Low wages at the heart of foreign labor shortage woes
Japan Times -- Jan 10
There has been a lot of discussion recently about allowing more foreign workers into Japan to make up for severe labor shortages in some fields. As of the end of 2014, the labor ministry estimated there were 790,000 foreign nationals working in Japan legally, which is more than the number of national civil servants (640,000).

However, the Japan Civil Liberties Union believes that many employers don’t report the number of foreign workers they use, so the number could be more than 1 million if you go by Ministry of Justice statistics about immigration. A question that is rarely asked, however, is what sort of conditions and wages can foreign workers expect if more were permitted to immigrate?

Officially, the government has said that before it accepts foreign labor it needs to maximize the use of the current potential Japanese workforce, then it will decide which kind of foreign labor is best for boosting the domestic economy. The most favored demographic is foreign workers with good education and needed skills. However, it’s likely that such people are just as valued, if not more so, in their native countries, so it seems unlikely they would go out of their way to seek employment in Japan. After that, the government says it will bring in workers as caregivers for the aging population. The main question about these workers is: How long will they be permitted to stay, and will they be allowed to bring dependents or family members?

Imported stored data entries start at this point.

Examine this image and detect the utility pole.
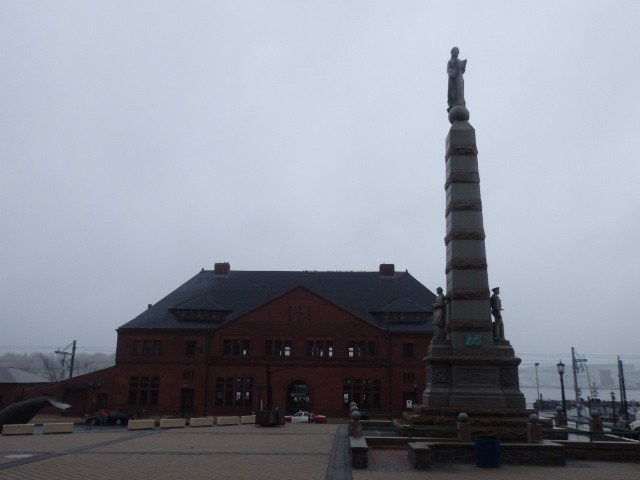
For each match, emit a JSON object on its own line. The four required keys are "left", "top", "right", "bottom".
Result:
{"left": 571, "top": 347, "right": 587, "bottom": 418}
{"left": 534, "top": 362, "right": 541, "bottom": 412}
{"left": 55, "top": 340, "right": 77, "bottom": 379}
{"left": 618, "top": 357, "right": 629, "bottom": 421}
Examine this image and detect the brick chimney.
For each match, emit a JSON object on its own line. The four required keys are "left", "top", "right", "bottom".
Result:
{"left": 379, "top": 263, "right": 395, "bottom": 276}
{"left": 214, "top": 262, "right": 230, "bottom": 275}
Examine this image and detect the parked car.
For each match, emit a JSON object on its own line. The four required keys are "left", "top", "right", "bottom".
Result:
{"left": 85, "top": 410, "right": 132, "bottom": 426}
{"left": 284, "top": 411, "right": 327, "bottom": 424}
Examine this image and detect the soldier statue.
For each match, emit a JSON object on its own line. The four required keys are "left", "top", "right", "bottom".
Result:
{"left": 432, "top": 287, "right": 446, "bottom": 340}
{"left": 490, "top": 287, "right": 504, "bottom": 339}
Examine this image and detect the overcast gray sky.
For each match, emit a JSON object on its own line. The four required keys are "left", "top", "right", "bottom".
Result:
{"left": 1, "top": 1, "right": 639, "bottom": 370}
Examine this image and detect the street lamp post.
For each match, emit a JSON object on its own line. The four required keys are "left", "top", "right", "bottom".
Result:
{"left": 557, "top": 361, "right": 567, "bottom": 419}
{"left": 610, "top": 391, "right": 617, "bottom": 426}
{"left": 534, "top": 362, "right": 541, "bottom": 412}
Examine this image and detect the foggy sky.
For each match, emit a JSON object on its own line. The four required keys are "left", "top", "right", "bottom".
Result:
{"left": 1, "top": 1, "right": 639, "bottom": 370}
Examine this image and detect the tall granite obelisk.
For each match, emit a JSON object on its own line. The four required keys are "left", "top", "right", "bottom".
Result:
{"left": 421, "top": 47, "right": 526, "bottom": 409}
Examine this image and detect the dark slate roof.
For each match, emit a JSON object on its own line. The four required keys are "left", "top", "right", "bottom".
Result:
{"left": 119, "top": 270, "right": 436, "bottom": 333}
{"left": 176, "top": 294, "right": 230, "bottom": 311}
{"left": 372, "top": 296, "right": 429, "bottom": 313}
{"left": 0, "top": 367, "right": 49, "bottom": 384}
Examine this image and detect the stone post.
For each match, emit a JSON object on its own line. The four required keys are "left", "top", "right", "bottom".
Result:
{"left": 555, "top": 411, "right": 567, "bottom": 427}
{"left": 588, "top": 410, "right": 603, "bottom": 432}
{"left": 527, "top": 414, "right": 543, "bottom": 443}
{"left": 457, "top": 412, "right": 472, "bottom": 442}
{"left": 348, "top": 409, "right": 363, "bottom": 437}
{"left": 348, "top": 420, "right": 363, "bottom": 437}
{"left": 458, "top": 422, "right": 472, "bottom": 442}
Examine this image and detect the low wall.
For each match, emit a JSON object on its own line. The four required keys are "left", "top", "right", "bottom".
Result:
{"left": 128, "top": 419, "right": 156, "bottom": 430}
{"left": 160, "top": 418, "right": 186, "bottom": 429}
{"left": 349, "top": 436, "right": 368, "bottom": 468}
{"left": 558, "top": 440, "right": 640, "bottom": 462}
{"left": 240, "top": 415, "right": 256, "bottom": 424}
{"left": 43, "top": 423, "right": 74, "bottom": 434}
{"left": 189, "top": 417, "right": 215, "bottom": 427}
{"left": 420, "top": 441, "right": 565, "bottom": 466}
{"left": 216, "top": 416, "right": 240, "bottom": 426}
{"left": 2, "top": 424, "right": 35, "bottom": 435}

The principal sticking point is manual laborers who will do the work that Japanese people don’t appear to want to do. At the moment, the only non-Japanese who take on this sort of work legally are those who are already allowed to be in Japan for other reasons, as well as so-called trainees, who are supposed to be here to learn a skill they can take back to their respective countries. However, it’s generally assumed that they are here mainly to fill manual labor positions in factories or on farms, and for pay that is below the minimum wage. As part of its business growth strategy, the government is now considering extending trainee visas from three to five years.

But even non-Japanese who are legal immigrants and can work freely are often taken advantage of by the system.